Obwohl die elektrische Zugförderung auf den Haupteisenbahnen im Bereich der Deutschen Staatseisenbahnverwaltungen zunächst auf einzelne Strecken beschränkt sein wird, sind im Hinblick auf die mögliche Entwicklung die elektrischen Bahneinrichtungen von vornherein soweit zu vereinheitlichen, daß die Triebfahrzeuge der einen Verwaltung auf die Strecken der anderen Verwaltung übergehen können.
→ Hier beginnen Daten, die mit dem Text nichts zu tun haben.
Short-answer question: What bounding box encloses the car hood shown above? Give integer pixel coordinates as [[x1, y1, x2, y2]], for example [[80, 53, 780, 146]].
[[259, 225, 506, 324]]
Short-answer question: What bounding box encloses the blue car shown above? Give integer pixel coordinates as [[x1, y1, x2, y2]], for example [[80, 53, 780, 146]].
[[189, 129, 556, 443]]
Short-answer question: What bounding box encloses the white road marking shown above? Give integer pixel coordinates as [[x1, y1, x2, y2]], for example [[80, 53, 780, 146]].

 Hierzu ist nötig und ausreichend, daß:
a)die elektrische Arbeit durchweg die gleiche Form, Spannung und Periodenzahl hat und überall in der gleichen Weise den Triebfahrzeugen zugeführt wird;
b)die Stromabnehmervorrichtung der Triebfahrzeuge im Bezug auf die Umgrenzungslinien des lichten Raumes für den Übergang der Triebfahrzeuge eingerichtet werden.

Besonderes.
Zu (1): Die Stromart ist so zu wählen, daß:

a)die Unterwerke weitreichend sind;
b)die Streckenausrüstung einfach wird und die Bahnunterhaltung nicht erschwert;
c)die Triebfahrzeuge bei einfachen und zuverlässigen Bau eine weitgehende, genaue und wirtschaftliche Anpassung der Fahrgeschwindigkeit und Leistung an die Verkehrs- und Streckenverhältnisse gestatten.

Der Gesamtheit dieser Forderungen entspricht am vollkommensten einwelliger Wechselstrom von hoher Spannung an einem einzigen hochliegenden Fahrdraht.
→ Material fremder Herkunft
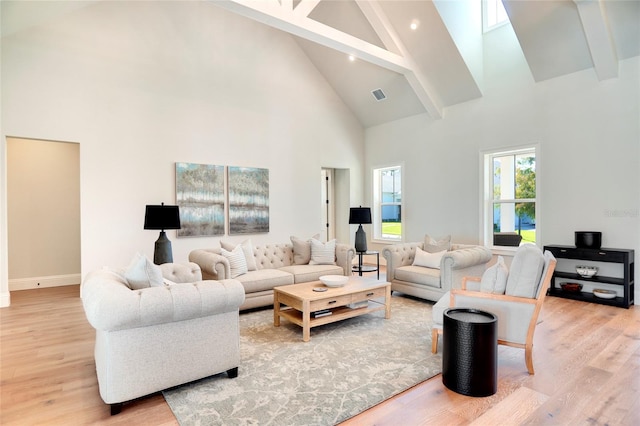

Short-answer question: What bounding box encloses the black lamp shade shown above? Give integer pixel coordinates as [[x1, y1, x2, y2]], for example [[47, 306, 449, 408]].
[[349, 207, 371, 225], [144, 204, 180, 230]]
Zu (2): Die Streckenspannung ist wegen (1a) so hoch zu bemessen, als sich mit zuverlässiger Isolierung des Fahrdrahtes und der Transformatoren der Triebfahrzeuge verträgt. Nach abschließender Erfahrung soll ein Mittelwert von 15 000 V nicht überschritten werden.
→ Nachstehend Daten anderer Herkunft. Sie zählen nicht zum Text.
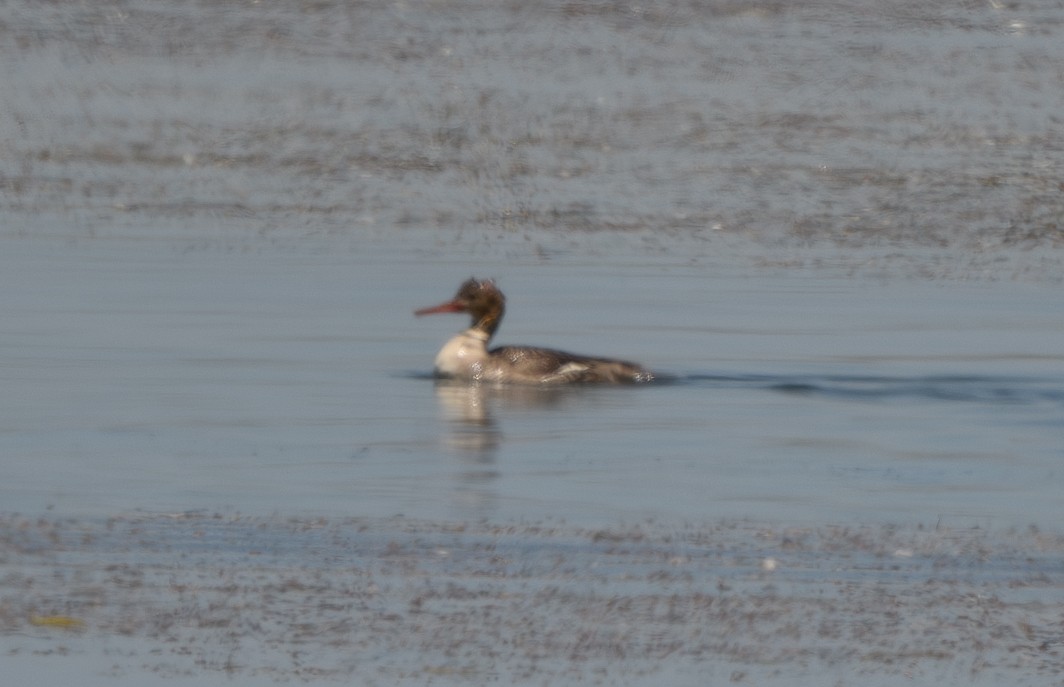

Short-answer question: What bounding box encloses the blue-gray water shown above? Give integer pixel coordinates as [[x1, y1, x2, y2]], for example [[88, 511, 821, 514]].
[[0, 0, 1064, 685]]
Zu (3): Damit nicht die Triebmaschinen im Anlauf und bei niedriger Umdrehungszahl durch Bürstenfeuer leiden, muß die Periodenzahl niedrig sein. Andererseits müssen die Beschaffungskosten der Kraftwerke, Unterwerke und Transformatoren der Triebfahrzeuge in angemessenen Grenzen bleiben, was eine höhere Periodenzahl bedingt. Ein guter Mittelwert liegt in der Nähe von 15.
Die genaue Zahl ergibt sich, wenn man beachtet, daß mit der elektrischen Zugförderung auch die Versorgung des Landes mit elektrischer Arbeit erfolgen soll. Letzterem Zweck dient am besten ein dreiwelliger Wechselstrom (Drehstrom) von 50 Perioden, der daher auch allgemein verwandt wird.
Zur Durchführung dieser gemeinsamen Aufgabe werden vielfach bestehende Drehstromkraftwerke in Unterwerke der Bahnkraftwerke umzuwandeln und hierzu von diesen aus duch einwelligen Wechselstrom, am zweckmäßigsten synchron, anzutreiben sein.
In Wasserkraftwerken muß es außerdem möglich sein, mit ein- und derselben Turbine einwelligen und dreiwelligen Wechselstrom herzustellen.
Beiden Bedingungen wird entsprochen, wenn eine Periodenzahl des Bahnstromes ein ganzzahliger Teil des Dreshstromes ist. Sie folgt danach zu 50/3 = 16 ⅔.

II.

Um übereinstimmende ... der Leistungsfähigkeit der Triebmaschinen sowie wirtschaftliche Gestaltung der Triebfahrzeuge und der Streckenausrüstungen zu erzielen, sollen folgende Abmachungen gelten:

a)Die Leistungsfähigkeit der Triebmaschinen ist durch deren Anzugsdrehmoment sowie ihr Dauerdrehmoment bei durchschnittlicher und höchster Umlaufzahl auszudrücken.
b)Die Erfahrungen über den Bau der Triebfahrzeuge werden auf Wunsch ausgetauscht.
c)Die Streckenausrüstung wird nach einheitlichen, im einzelnen noch festzulegenden Grundsätzen ausgeführt.

III.

Abweichungen von den Vereinbarungen bei den im Bau stehenden Anlagen sollen soweit nötig beseitigt werden, sobald die Entwicklung es fordert.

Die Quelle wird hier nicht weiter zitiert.